Safe Space

What do you think of once you see the title ‘Safe Space’?

A safe space is safe as long as people within that space respects those who are within that space. Whether they agree to disagree, ask for better understanding or acknowledge that there is difference in who we are.

My classroom, I have noticed, is often a safe space for students. I tend to have different kinds of people; whether they be people of color, LGBT, a person with disability or bilingual. I attended a professional development presentation on campus where I realized that I tend to not send students of color outside of my classroom for the slightest thing.

While my classroom is a safe space for students, it is not one for me. How can a classroom not be a safe space for someone like me?

SafeSpaceIntersectionality

Created by me…

I teach American Sign Language and I am deaf. Naturally, I do struggle with students speaking in the classroom where I practice 90% or more use of target language with pictorial and written English supplemental information. One thing that has been constant, students thinking that I cannot tell if they are speaking (there are some exceptions…) or I am faking my own deafness (vibrations!).

I deal with a wide range of people who hear on a daily basis, approximately 80% of my time. It can get tiring and frustrating, at the same time excited, especially when someone tries to sign back or efficient communication.

I consider my classroom my own personal safe space where I can teach students about ASL, Deaf culture and the people who live within this community. Yet one thing that could make a personal difference within this space that can be transferred out to the real world…is the consistent use of spoken English.
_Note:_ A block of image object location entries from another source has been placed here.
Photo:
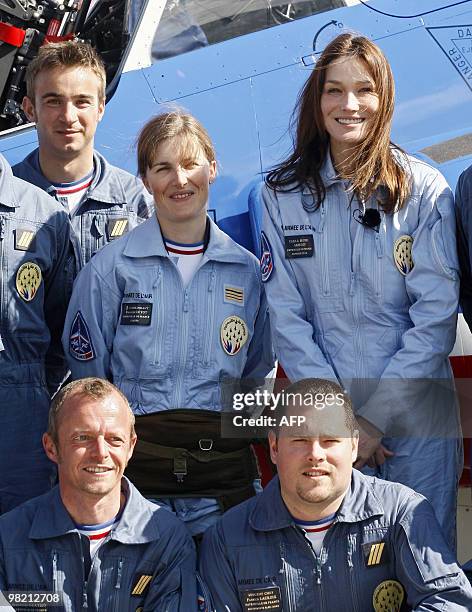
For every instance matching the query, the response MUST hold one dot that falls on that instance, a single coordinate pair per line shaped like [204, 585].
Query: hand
[370, 451]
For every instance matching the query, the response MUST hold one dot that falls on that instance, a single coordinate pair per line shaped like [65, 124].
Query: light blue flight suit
[146, 563]
[116, 202]
[131, 321]
[35, 256]
[362, 307]
[385, 547]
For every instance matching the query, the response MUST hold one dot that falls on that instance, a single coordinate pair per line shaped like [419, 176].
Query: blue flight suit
[131, 320]
[464, 237]
[116, 202]
[147, 562]
[377, 311]
[36, 256]
[385, 547]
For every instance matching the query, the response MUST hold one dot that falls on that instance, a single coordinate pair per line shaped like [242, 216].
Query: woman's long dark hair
[373, 163]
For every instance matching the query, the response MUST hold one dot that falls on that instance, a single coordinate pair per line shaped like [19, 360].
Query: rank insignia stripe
[375, 553]
[24, 239]
[234, 295]
[117, 227]
[28, 280]
[141, 584]
[80, 341]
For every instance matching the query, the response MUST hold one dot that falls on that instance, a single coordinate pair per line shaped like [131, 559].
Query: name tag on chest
[299, 246]
[258, 600]
[136, 313]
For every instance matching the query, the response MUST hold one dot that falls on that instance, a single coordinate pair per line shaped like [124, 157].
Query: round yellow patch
[388, 596]
[28, 280]
[402, 254]
[234, 334]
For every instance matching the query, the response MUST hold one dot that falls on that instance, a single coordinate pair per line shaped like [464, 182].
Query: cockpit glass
[186, 25]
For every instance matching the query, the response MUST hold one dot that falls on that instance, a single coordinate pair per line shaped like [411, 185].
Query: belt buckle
[205, 444]
[180, 468]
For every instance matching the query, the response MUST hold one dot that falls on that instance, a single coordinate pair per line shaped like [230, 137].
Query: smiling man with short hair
[65, 98]
[93, 541]
[322, 536]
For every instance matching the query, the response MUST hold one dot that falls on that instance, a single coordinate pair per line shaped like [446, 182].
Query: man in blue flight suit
[93, 541]
[66, 99]
[463, 204]
[35, 257]
[323, 536]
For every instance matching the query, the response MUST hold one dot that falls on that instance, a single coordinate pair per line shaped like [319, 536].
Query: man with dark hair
[66, 99]
[34, 255]
[323, 536]
[93, 541]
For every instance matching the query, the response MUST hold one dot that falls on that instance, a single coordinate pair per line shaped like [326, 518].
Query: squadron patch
[233, 334]
[234, 295]
[117, 227]
[402, 254]
[24, 239]
[388, 596]
[267, 261]
[80, 342]
[141, 584]
[375, 553]
[28, 280]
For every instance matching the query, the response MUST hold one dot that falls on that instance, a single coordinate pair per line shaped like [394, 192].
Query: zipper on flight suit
[319, 561]
[351, 539]
[210, 320]
[324, 249]
[160, 317]
[116, 594]
[177, 399]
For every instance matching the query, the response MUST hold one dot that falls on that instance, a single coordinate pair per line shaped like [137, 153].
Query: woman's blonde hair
[174, 124]
[375, 166]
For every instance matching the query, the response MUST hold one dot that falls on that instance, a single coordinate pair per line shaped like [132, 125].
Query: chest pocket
[319, 276]
[98, 228]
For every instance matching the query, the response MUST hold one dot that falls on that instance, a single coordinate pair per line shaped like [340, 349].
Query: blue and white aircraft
[238, 66]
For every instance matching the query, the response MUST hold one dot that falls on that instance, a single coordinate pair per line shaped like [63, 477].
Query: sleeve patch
[80, 342]
[267, 261]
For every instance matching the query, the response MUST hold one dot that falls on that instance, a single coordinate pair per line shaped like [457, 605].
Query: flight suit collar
[106, 185]
[328, 174]
[7, 192]
[359, 504]
[147, 241]
[52, 520]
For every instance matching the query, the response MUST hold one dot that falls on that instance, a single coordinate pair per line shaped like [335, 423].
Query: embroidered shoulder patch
[28, 280]
[388, 596]
[267, 261]
[80, 342]
[402, 254]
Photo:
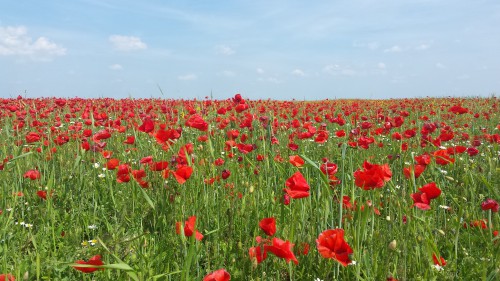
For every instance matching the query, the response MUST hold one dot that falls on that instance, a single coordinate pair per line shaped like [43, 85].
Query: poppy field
[239, 189]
This includes signing and speaking at the same time, which is deteremental to the ability to understand ASL, especially when it is signed. Like learning any language and I can share this from my personal experience learning French, it is not enough just knowing vocabulary and grammar, it is the ability to be able to converse in the language one is learning – at any level.

When a simple policy of not speaking English but signing or using other communication method is established, there is a reason for that – language wise; human wise or for real world application.  Is it a wonder that my safe space is also threatened?  How can I encourage consistent safe space for my students?

I wonder if it is the same for those who are like a fish out of water – marginalized and minority people teaching in majority population locations.